I had my work cut out for me and I wasn’t even sure where to start, so I took off my jacket, rolled up my sleeves and went on the hunt. I would have to use my keen detective skills to decide which boxes had been there the longest, since the layer of dust obviously wasn’t going to be an indicator. Every box was covered and they all looked like they had been there for years.
I surmised that the oldest ones would be on the shelves. My reasoning was that they would be filled first, then the table and then the floor. One by one, I started taking them down, carefully scrutinizing each one, looking for that elusive number 35S.
Some of the boxes felt as though they held nothing, while others had a hefty weight to them. I admit that I was tempted to take a peek inside some of them, but temptation was as far as it went. I had a mission and that was to find the box that mattered.
Some of the numbers had been written on the bottom of the box, a fact I discovered after straining my eyes, trying to find it on the top or the sides.
I looked at every single box on the shelves, thirty-two in all. “Why would so many people forget what was in a safe deposit box?” I thought. “And why didn’t a family member come to claim it?” I wondered if they thought, like so many, that old people and old things had no value.
Having proven that my so-called “keen detective skills” were lacking, I skipped the floor and turned to the table and its contents. There were nine rows, stacked four high. I started on the end, removing the top box and dusting it off as I looked for the number.
Three rows in and just as I was thinking “this is bullshit,” suddenly, the number 35S was staring me in the face. It was written on an old childs’ Buster Brown shoe box. The size said “13 1/2.”
I paused for a minute, letting it sink in that I had actually found the box. What was I going to find inside? I took a deep breath and pulled my Barlow knife out of my pocket to cut the twine tied around the box.
Just then, Roy came in and said “it’s about time to close the doors. How’re you doin’?” I told him I had just found the box and he let out with a “well, what do you know about that!”
When I told Roy that I thought I’d just take the box with me, I saw a look of confusion on his face. “I’m not sure you can do that,” he said. “The order says search but it doesn’t say anything about seizure.” I showed him the order again and pointed out the phrase “grant access and release any and all information associated with the decedent.”
“Okay,” Roy said. “I’m not sure I would consider the contents of that box as information, but I’ll take your word for it. I’ll just need you to sign this form, stating that you are taking care, custody and control.”

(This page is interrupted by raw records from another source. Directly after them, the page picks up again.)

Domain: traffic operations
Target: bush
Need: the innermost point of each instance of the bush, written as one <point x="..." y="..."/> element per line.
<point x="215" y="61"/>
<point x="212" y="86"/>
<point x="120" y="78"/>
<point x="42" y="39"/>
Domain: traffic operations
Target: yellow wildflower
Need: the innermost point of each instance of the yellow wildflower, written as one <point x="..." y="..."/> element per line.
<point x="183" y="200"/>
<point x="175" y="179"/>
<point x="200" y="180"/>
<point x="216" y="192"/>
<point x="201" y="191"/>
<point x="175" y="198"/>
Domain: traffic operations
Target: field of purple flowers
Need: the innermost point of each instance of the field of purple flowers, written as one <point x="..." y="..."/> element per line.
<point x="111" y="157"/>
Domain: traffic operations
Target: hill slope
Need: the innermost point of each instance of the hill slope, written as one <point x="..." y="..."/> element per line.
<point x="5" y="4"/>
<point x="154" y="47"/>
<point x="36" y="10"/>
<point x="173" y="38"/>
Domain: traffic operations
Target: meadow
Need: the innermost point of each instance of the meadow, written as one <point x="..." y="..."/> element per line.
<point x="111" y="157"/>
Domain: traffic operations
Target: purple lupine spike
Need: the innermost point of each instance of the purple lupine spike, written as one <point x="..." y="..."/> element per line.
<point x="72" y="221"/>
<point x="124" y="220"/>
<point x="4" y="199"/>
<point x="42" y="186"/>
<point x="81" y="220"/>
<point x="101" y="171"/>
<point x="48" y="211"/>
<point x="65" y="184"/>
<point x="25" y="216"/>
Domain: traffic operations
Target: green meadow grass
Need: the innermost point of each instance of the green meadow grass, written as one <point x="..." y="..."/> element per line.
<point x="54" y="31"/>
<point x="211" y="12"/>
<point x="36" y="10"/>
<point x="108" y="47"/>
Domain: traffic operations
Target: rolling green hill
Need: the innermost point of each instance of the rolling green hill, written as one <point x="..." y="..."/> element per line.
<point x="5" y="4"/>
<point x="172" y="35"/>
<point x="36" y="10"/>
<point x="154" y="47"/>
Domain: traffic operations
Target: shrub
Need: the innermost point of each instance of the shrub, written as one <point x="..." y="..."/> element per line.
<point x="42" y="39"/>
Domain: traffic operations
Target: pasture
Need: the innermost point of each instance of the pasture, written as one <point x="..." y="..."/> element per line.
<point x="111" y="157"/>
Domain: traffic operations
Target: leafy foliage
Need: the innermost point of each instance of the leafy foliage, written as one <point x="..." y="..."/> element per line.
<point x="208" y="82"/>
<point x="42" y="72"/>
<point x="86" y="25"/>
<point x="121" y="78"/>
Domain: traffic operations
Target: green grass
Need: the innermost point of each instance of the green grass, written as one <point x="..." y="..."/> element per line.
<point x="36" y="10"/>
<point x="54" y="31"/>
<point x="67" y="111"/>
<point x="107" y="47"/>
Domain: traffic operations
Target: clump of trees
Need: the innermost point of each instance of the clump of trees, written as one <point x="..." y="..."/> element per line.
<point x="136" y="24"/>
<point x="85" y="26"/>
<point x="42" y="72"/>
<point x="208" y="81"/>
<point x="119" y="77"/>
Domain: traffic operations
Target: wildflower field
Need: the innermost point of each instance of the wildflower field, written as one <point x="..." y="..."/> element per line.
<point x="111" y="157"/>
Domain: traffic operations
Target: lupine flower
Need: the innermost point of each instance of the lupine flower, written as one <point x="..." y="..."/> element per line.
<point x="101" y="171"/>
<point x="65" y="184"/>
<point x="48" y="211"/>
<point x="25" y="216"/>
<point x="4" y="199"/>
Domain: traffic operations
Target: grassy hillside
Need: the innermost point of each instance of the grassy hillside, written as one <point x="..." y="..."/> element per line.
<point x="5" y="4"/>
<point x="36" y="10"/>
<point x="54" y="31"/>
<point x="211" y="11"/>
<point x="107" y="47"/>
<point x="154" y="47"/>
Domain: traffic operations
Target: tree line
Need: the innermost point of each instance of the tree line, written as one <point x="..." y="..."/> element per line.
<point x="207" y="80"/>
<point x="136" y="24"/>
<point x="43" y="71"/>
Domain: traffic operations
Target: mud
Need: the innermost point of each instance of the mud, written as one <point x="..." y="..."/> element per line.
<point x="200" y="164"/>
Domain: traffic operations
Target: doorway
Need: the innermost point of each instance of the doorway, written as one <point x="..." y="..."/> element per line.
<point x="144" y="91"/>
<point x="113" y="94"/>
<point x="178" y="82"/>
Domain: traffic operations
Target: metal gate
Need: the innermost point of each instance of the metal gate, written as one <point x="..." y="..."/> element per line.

Roy tried to come across as an almost country bumpkin but he was clearly playing with a full deck of cards. I was curious as to what his profession had been before he came to work at the Post Office. Certain phrases he dropped like “not standing on ceremony” and “search and seizure” and “care, custody and control” were not the words of a backwoods, uneducated man.
When I posed the question to him, he hesitated and then said “I was a structural engineer but I left that life behind many years ago.”
I got the impression that Roy didn’t want to talk about the details so I shook his hand and told him it was a pleasure to meet him.
My curiosity suddenly wasn’t confined to my pretend investigation into the contents of box 35S. I took out my phone and started Googling local engineers. Buried deep on page nine was an article about a new building that had been erected in the city and what an incredible accomplishment it was. The engineer was Roy Huggins.
Tragically, just after the building reached full capacity, it collapsed, killing everybody inside and several pedestrians on the street. The exact cause was never determined but the court of public opinion ultimately put the responsibility onto Huggins’ shoulders.
“What a pisser,” I thought, and headed home.